What is an exploration engine?
There is search, and there is exploration. Search is when you are looking for a train table, the birth date of Queen Elizabeth, the best way to Chicago. You know what you are looking for, and there is a simple answer. Exploration is when you are looking for a good movie, an idea for a birthday gift, an opinion about a political debate. You don’t know what you are looking for, and there is no simple answer.
Exploration is no better than search. We don’t want to explore the landscape of train timetable websites. We just want to know when our train leaves. And we don’t want to explore all the possibilities to go to Chicago. We just want the fastest, or the cheapest, or the greenest.
Search and exploration are thus two different activities. As Kalinov et al. (2012) write:
“Search engines by design satisfy the information locating need only (the user knows something exists and needs to find out where it is). They do not address the complementary information discovery need (the user does not know something and needs to find out that it exists).” (Kalinov et al., 2012)

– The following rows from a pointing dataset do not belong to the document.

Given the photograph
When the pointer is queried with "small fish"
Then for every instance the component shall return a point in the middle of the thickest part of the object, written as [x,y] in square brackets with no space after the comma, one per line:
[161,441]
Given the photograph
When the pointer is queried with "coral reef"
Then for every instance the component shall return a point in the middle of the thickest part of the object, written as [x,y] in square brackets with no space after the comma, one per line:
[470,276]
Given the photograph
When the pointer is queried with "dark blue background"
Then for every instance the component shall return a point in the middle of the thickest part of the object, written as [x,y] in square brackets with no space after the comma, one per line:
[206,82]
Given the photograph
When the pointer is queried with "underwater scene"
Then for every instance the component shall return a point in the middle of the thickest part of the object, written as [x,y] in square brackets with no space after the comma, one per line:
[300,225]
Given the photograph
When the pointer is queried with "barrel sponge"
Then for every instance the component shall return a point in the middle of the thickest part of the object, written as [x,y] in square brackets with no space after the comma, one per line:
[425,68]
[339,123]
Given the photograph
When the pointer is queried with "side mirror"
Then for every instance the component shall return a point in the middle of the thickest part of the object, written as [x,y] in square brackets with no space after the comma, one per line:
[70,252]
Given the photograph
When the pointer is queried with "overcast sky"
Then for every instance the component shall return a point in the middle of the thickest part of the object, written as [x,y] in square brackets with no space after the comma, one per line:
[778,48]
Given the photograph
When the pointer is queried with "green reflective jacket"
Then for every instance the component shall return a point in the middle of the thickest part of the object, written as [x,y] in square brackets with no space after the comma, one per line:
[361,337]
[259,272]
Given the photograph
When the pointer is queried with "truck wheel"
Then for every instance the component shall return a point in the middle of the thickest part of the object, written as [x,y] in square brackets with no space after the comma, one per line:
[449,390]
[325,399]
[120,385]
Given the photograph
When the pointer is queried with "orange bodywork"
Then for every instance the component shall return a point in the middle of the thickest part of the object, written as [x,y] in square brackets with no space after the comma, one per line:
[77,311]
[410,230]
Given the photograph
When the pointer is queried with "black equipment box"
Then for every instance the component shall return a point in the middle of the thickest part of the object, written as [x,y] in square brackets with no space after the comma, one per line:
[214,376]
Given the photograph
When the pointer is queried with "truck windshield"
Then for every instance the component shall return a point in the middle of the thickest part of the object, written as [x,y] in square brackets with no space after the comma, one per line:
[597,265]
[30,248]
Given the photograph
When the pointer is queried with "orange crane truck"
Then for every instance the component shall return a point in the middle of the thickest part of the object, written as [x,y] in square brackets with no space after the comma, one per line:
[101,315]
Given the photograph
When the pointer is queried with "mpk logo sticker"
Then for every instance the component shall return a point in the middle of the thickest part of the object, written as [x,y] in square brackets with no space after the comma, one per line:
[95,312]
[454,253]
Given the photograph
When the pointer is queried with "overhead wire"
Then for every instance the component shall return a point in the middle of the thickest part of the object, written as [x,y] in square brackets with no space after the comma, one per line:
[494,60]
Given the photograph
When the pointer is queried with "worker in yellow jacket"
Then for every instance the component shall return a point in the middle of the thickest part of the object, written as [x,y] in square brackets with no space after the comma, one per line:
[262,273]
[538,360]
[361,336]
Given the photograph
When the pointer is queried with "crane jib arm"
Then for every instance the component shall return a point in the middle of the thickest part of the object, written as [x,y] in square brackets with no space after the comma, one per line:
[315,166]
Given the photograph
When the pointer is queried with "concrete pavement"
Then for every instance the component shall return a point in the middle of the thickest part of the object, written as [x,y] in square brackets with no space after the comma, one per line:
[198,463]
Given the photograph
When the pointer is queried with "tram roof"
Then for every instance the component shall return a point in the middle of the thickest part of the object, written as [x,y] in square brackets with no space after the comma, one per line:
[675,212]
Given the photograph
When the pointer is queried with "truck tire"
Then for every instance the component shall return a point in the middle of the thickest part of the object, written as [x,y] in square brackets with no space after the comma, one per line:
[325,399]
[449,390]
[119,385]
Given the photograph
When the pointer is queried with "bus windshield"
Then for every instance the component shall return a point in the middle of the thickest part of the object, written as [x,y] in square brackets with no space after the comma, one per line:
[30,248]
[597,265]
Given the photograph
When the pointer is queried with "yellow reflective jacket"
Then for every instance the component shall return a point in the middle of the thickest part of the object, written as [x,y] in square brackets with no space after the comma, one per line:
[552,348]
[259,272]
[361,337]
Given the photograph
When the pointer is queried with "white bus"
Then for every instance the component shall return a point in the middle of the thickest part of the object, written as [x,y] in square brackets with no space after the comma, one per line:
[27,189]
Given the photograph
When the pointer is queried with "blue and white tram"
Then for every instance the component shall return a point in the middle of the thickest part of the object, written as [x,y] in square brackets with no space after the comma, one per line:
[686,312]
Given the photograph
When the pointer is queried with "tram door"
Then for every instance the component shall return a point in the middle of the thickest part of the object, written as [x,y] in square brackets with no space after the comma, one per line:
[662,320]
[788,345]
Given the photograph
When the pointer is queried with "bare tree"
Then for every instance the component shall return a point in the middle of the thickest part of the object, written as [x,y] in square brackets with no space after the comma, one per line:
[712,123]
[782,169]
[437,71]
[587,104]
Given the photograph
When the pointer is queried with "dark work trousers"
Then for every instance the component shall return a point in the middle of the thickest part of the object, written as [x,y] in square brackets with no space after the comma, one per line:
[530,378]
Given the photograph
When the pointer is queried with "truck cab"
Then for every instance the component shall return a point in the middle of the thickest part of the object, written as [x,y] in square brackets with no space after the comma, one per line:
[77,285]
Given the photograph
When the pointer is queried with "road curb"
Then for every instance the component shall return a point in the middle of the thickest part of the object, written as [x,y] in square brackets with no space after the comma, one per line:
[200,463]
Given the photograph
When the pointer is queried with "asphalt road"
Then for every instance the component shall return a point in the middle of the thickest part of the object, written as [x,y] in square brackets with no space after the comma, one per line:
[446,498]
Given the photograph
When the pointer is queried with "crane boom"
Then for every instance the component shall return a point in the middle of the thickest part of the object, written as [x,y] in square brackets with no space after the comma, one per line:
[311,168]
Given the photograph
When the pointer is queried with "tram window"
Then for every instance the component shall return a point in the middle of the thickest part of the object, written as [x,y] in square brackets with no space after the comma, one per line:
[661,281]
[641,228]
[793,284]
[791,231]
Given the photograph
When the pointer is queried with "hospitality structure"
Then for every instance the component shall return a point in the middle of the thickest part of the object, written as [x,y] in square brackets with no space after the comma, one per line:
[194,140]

Yet, at the moment, we only have one tool, search engines. Search engines, like Google, are great, but they are mostly great at searching. They give you the most relevant response to your specific needs. And they are increasingly good at that. But they're not good at exploring.
Consider the way search engines respond to queries. They return a ranked list of results. This is good when you know what you want, and when there is one best answer. You look at the first ranked result, maybe the second one, the third one, and if the engine is good, then you’re done. You got your answer.
But what if you want to find a good movie? Then you get an endless list of "good movies". But "good" according to whom? Maybe you don't like superheroes or fantasy. Sure, you can specify your criteria: "best romantic movie", "best romantic movie of the last ten years", "most acclaimed romantic movie of the last ten years", and so on. This is a tiring process. You have to think about the specific criteria you are most likely to like. And it's not a very efficient process: you may end up watching the same kind of things over and over again, simply because you don't have a better idea of what you want to watch.
As Pearce et al. (2011) write: “Search engines are especially ineffective when exploring unfamiliar domains – domains in which you know the kind of things you like, but may not be able to articulate them using terms that would return useful results in a traditional search engine.” For this kind of situations, you need an exploration engine.
So what is the difference between a search engine and an exploration engine? The former gives you the best answer within billions of websites while the latter aggregates and summarizes billions of websites so that you have a view of all the options.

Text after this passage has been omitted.